Ce n’est pas un coup de tonnerre et encore moins quelque chose d’inédit. « Sanctuaire » des droits humains, le parlement européen s’est fondu en vindictes à l’endroit de la Tunisie, enrobant le tout d’un vote de 496 voix contre 28 non et 13 abstentions et demandant à l’UE la suspension les programmes spécifiques de soutien aux ministères de la Justice et de l’Intérieur. C’est cousu de fil noir, dans la mesure où les édiles parlementaires européens jugent que ces deux ministères sont les supports de la politique de Kais Saied. M. Borell se frotte les mains.

Au demeurant, il n’y a pas à s’étonner de ce que le parlement européen prenne cette attitude, en ce moment précis  où la Tunisie négocie un virage déterminant avec le FMI. Moyen de pression ? Quelque part, oui.

En gros, les eurodéputés reprochent à la Tunisie « la détérioration de la situation des droits humains ». En filigrane, toute l’opération « mani puliti » enclenchée par l’Etat. En arrière-plan, le 25 juillet et, pour tout dire, Kais Saied.

S’il ne suffisait que d’être dévot et ancré aux soubresauts étrangers, cela ferait longtemps que la Tunisie aurait bradé sa propre souveraineté, comme elle a risqué de le faire durant les années de chape de plomb sous le régime ayant sévi durant une décennie de hautes turbulences.

S’il ne suffisait que de psalmodier la déclaration universelle des droits de l’homme, au mieux la Tunisie serait aujourd’hui un vulgaire perroquet, au pire un satellite vassalisé à des idéologies contre-nature.

Ici, il s’agit de souveraineté et de politique intérieure souveraine. Nos problèmes, nous les réglons entre nous.

La Justice tranchera et se prononcera sur ceux qui comparaîtront devant elle. Cela s’appelle là aussi « souveraineté ».

Sans doute, devrions-nous admettre que c’est là un gros chantier. Et c’est même le chemin le plus difficile pour qu’émerge enfin un Etat de droit.

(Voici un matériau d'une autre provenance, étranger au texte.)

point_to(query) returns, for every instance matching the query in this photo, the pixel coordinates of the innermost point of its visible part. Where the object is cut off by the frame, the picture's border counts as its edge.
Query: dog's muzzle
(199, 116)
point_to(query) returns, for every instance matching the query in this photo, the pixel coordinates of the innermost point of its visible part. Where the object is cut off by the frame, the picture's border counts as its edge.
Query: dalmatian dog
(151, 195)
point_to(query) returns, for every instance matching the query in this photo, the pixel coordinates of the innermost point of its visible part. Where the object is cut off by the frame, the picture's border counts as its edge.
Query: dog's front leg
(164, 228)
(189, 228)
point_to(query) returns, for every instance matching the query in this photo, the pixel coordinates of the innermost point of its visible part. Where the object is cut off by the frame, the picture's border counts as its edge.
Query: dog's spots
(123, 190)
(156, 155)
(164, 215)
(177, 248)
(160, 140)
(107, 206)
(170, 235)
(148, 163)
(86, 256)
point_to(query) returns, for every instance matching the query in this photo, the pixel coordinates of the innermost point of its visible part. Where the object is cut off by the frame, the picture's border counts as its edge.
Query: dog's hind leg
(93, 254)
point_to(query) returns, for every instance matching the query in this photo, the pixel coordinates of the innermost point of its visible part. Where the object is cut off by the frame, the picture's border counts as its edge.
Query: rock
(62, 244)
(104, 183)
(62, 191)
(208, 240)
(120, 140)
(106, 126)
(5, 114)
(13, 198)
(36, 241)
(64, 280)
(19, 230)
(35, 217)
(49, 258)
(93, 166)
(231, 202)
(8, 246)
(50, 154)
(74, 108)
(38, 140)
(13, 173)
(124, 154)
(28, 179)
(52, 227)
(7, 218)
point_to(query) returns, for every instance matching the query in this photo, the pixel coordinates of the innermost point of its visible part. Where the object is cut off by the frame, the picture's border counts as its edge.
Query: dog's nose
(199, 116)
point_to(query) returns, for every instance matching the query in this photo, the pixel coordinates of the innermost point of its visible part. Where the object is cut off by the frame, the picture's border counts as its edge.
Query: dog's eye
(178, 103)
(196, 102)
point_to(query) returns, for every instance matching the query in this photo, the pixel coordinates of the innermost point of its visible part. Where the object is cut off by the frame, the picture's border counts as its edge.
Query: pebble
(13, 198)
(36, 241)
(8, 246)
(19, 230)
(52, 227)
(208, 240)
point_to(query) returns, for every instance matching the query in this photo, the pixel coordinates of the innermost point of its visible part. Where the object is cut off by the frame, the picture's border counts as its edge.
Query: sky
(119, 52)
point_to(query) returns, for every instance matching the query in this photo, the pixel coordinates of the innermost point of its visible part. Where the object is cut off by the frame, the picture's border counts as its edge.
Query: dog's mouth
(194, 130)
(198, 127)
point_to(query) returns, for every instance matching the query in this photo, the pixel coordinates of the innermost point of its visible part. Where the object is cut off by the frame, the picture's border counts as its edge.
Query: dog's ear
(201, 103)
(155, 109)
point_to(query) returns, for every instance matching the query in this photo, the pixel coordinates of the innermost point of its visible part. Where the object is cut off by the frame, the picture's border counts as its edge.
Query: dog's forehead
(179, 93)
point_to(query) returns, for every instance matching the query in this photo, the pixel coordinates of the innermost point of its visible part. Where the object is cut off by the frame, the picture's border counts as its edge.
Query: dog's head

La situation socioéconomique qui « inquiète » tant les eurodéputés ? Quel humanisme !

« Le discours raciste » à l’endroit des immigrés subsahariens ? Qu’en pensent les ailes populistes au sein du parlement européen, celles -là mêmes qui prônent le renvoi des immigrés chez eux, sans distinction de race, ni de couleur ?

Encore une fois, c’est une question de timing. Les droits humains ne s’accomplissent réellement nulle part dans le monde. Pas plus en Europe qu’en Tunisie. En ce qui nous concerne, nous avons encore du pain sur la planche. Mais les commandements venus d’une Europe qui s’en fait le héraut et  le défenseur acharné ne sauraient s’ériger en loi divine. Parce que le fait est là : la Tunisie est dans une logique souverainiste. En d’autres termes, elle n’est pas à vendre.